Le prossime mosse delle opposizioni per espugnare la «Bastiglia» sono condizionate da due fattori, uno esterno e uno interno: se stamattina il barometro dei mercati segnerà ancora «tempesta» come paventato da autorevoli ministri, la tenuta del governo sarà sempre più appesa a un filo. Secondo, gli sherpa del Terzo Polo col pallottoliere in mano registreranno l'evolversi della campagna acquisti in campo avverso. Due gli appuntamenti chiave previsti martedì mattina: l'incontro di Bersani con Pannella, a lungo rinviato dai vertici Pd, che dovrebbe portare ad un chiarimento prima politico e poi strategico sull'atteggiamento dei sei Radicali alla Camera (e dei 3 al Senato) nei prossimi voti cruciali; e un vertice dei gruppi di Opposizione che si riuniranno per decidere il da farsi, consapevoli che l'esito del voto di martedì sul Rendiconto dello Stato non sarà dirimente ai fini delle dimissioni di Berlusconi. «Anche se non riuscisse a dimostrare di avere la maggioranza di 316 voti - spiega Franceschini - visti i suoi propositi ancora battaglieri non ci aspettiamo che Berlusconi salirà al Colle. quindi stiamo ragionando insieme agli altri capigruppo sul come e quando presentare una mozione di sfiducia per batterlo con un voto parlamentare, ma è chiaro che è lì che dobbiamo arrivare». Prima o dopo l'esame della legge di stabilità che verrà votata in Senato con una fiducia per approdare alla Camera intorno al 16 novembre? «Al più presto», taglia corto Franceschini. «Anche se passerà il rendiconto presenteremo una mozione di sfiducia», conferma Bersani. «Ma prima dobbiamo avere i numeri in tasca e poi presentarla», avvisa Di Pietro.

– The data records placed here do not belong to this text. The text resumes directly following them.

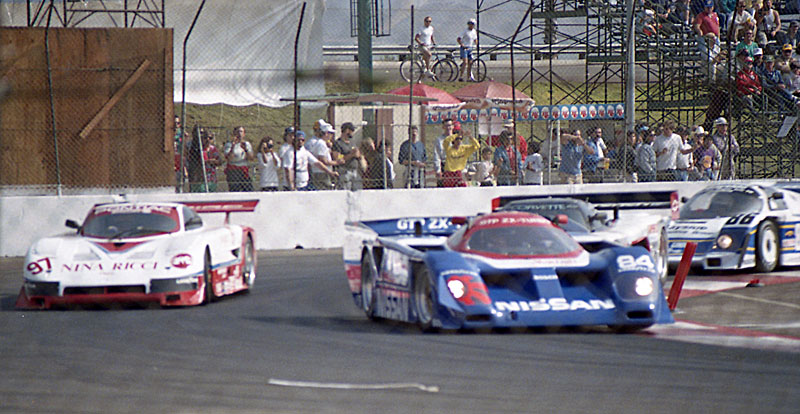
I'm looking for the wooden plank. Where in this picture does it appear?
[79,59,150,139]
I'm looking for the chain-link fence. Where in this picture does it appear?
[0,1,800,193]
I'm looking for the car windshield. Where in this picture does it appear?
[503,202,591,231]
[680,189,762,219]
[465,226,580,256]
[83,213,178,239]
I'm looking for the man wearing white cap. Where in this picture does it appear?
[305,119,336,190]
[456,19,478,82]
[711,117,739,180]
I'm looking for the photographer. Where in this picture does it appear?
[558,129,594,184]
[256,137,281,191]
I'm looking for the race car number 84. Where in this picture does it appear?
[617,254,655,272]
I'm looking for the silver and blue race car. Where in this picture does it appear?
[343,211,674,331]
[667,184,800,272]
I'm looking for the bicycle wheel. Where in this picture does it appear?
[433,60,458,82]
[470,59,486,82]
[400,59,422,82]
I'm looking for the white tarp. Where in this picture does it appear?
[0,0,326,107]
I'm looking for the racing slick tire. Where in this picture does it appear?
[414,266,434,332]
[756,220,780,273]
[242,235,256,288]
[361,251,377,320]
[203,250,217,305]
[655,228,669,284]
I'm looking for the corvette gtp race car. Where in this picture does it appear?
[344,212,673,331]
[492,191,678,283]
[668,184,800,272]
[16,200,258,309]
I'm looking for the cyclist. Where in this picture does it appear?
[414,16,436,77]
[456,19,478,82]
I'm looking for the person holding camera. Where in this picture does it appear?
[558,129,595,184]
[256,137,281,191]
[223,126,255,191]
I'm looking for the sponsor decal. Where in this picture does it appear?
[94,204,172,215]
[170,253,192,269]
[494,298,616,312]
[61,262,158,272]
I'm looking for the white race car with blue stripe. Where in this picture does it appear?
[667,184,800,272]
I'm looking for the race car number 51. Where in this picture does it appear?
[617,254,655,272]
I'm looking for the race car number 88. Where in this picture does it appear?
[725,213,756,224]
[617,254,655,272]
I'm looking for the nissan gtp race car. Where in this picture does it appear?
[668,184,800,272]
[343,212,674,331]
[16,200,258,309]
[492,191,678,283]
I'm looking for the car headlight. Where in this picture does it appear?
[447,279,467,299]
[634,277,655,296]
[717,234,733,250]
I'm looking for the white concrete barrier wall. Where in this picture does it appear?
[0,182,708,257]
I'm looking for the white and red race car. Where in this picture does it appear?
[16,200,258,309]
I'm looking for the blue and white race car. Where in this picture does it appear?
[667,184,800,272]
[344,212,673,331]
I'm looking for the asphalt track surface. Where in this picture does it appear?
[0,250,800,413]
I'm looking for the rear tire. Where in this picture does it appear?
[414,265,434,332]
[756,220,780,273]
[361,251,377,320]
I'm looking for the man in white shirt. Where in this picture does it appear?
[653,120,682,181]
[414,16,436,75]
[456,19,478,82]
[281,131,339,191]
[305,119,336,190]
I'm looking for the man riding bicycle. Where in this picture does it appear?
[414,16,436,77]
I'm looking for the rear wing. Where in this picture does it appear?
[346,217,460,237]
[181,200,258,224]
[492,191,680,219]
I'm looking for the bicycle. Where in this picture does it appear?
[432,49,486,82]
[400,45,458,82]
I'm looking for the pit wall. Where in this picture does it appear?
[0,182,708,257]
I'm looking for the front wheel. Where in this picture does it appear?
[414,266,434,332]
[756,221,780,273]
[400,59,423,82]
[361,252,377,320]
[242,236,256,287]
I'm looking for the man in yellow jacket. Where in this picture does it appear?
[442,122,481,187]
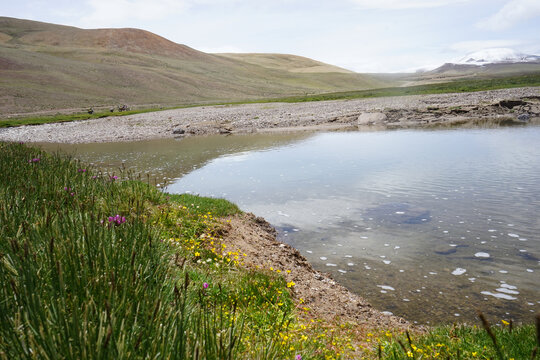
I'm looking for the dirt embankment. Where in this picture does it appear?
[0,87,540,143]
[217,214,416,331]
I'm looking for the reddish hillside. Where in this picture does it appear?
[0,18,208,59]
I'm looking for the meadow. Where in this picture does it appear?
[0,73,540,128]
[0,143,540,360]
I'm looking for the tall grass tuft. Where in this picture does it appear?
[0,144,249,359]
[0,143,341,360]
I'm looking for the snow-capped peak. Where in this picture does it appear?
[456,48,540,65]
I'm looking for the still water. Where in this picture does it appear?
[40,127,540,324]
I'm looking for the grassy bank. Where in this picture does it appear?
[0,74,540,128]
[0,144,354,359]
[0,143,540,360]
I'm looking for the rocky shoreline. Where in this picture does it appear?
[0,87,540,143]
[222,214,416,333]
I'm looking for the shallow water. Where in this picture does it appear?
[42,127,540,323]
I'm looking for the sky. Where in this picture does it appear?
[0,0,540,72]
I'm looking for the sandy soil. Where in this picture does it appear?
[217,214,416,332]
[0,87,540,143]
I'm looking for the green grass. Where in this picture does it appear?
[0,73,540,128]
[266,73,540,102]
[375,319,540,360]
[0,143,346,359]
[0,143,540,360]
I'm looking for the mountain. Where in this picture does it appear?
[415,48,540,83]
[456,48,540,66]
[217,53,354,74]
[0,17,392,116]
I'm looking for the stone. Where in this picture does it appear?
[518,114,530,122]
[497,100,527,109]
[364,203,431,224]
[358,113,388,126]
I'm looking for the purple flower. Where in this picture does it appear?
[108,214,126,226]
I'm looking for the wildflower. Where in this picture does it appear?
[108,214,126,225]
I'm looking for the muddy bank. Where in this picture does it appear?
[0,87,540,143]
[217,214,416,331]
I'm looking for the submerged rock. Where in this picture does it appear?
[358,113,388,126]
[365,203,431,224]
[518,114,531,122]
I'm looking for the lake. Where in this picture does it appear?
[39,127,540,324]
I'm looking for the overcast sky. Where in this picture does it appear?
[0,0,540,72]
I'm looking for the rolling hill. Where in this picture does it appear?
[0,17,392,116]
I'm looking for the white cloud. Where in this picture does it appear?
[80,0,189,28]
[450,40,523,55]
[477,0,540,31]
[351,0,469,10]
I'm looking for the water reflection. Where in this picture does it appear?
[37,133,310,186]
[42,127,540,323]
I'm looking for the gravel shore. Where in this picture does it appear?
[0,87,540,143]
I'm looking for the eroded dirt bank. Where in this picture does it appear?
[217,214,416,332]
[0,87,540,143]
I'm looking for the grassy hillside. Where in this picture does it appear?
[217,53,354,74]
[0,17,389,115]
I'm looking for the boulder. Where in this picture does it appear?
[358,113,388,126]
[518,114,530,122]
[497,100,527,109]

Per semplificare, Pd-Idv e Terzo Polo stanno pensando di far astenere martedì sera tutti i loro 300 deputati al voto sul rendiconto per consentire anche ai (10-20-30?) transfughi del Pdl di sganciarsi astenendosi anche loro: forse verrebbe fuori un quadro di una maggioranza di astensionisti che superi la somma dei voti residui di Pdl e Lega. Una sorta di antipasto di quanto potrebbe materializzarsi nei giorni a venire nella sfida delle mozioni. E mentre il governo tra- balla e nei Palazzi della politica si torna a parlare di uno show down di qui a una settimana che avrebbe come esito più probabile il voto in gennaio, in casa Pdl ripartono i veleni contro Casini reo di ostacolare qualsiasi soluzione di altri governi a guida Letta o Schifano. «Lui dice no a tutto - attacca Osvaldo Napoli - perché altrimenti gli verrebbe sbarrata poi la strada per il Quirinale quando finalmente si andrà a votare ...». Nello stesso tempo, nel Pd si rincorrono le voci sui risvolti di un eventuale governo Monti, perché dicono che il Professore vorrebbe accanto a sé una rappresentanza autorevole di politici pronti a condividere le misure impegnative per fronteggiare la crisi, escludendo quindi un governo tecnico tout court. E se qualcuno tra i Democrats è preoccupato che da una simile operazione possa poi nascere una coalizione di centrosinistra con una candidatura a premier in capo allo stesso Monti; insomma se si volesse usare il governo di emergenza come prova generale di discesa in campo del «nuovo Prodi» per agganciare Casini, anche se Bersani è parso cauto sulle primarie nella sua intervista dalla Annunziata, subito i pompieri sono corsi a gettare acqua sul fuoco: facendo sapere che l'ex commissario Ue non sarebbe interessato ad una simile prospettiva elettorale. Voci e supposizioni che si rincorrono in ore in cui nulla è. deciso e si gioca una partita a scacchi sul futuro dell'Italia, con molte variabili legate ai numeri, ma anche ai vari destini personali di tutti i leader in campo.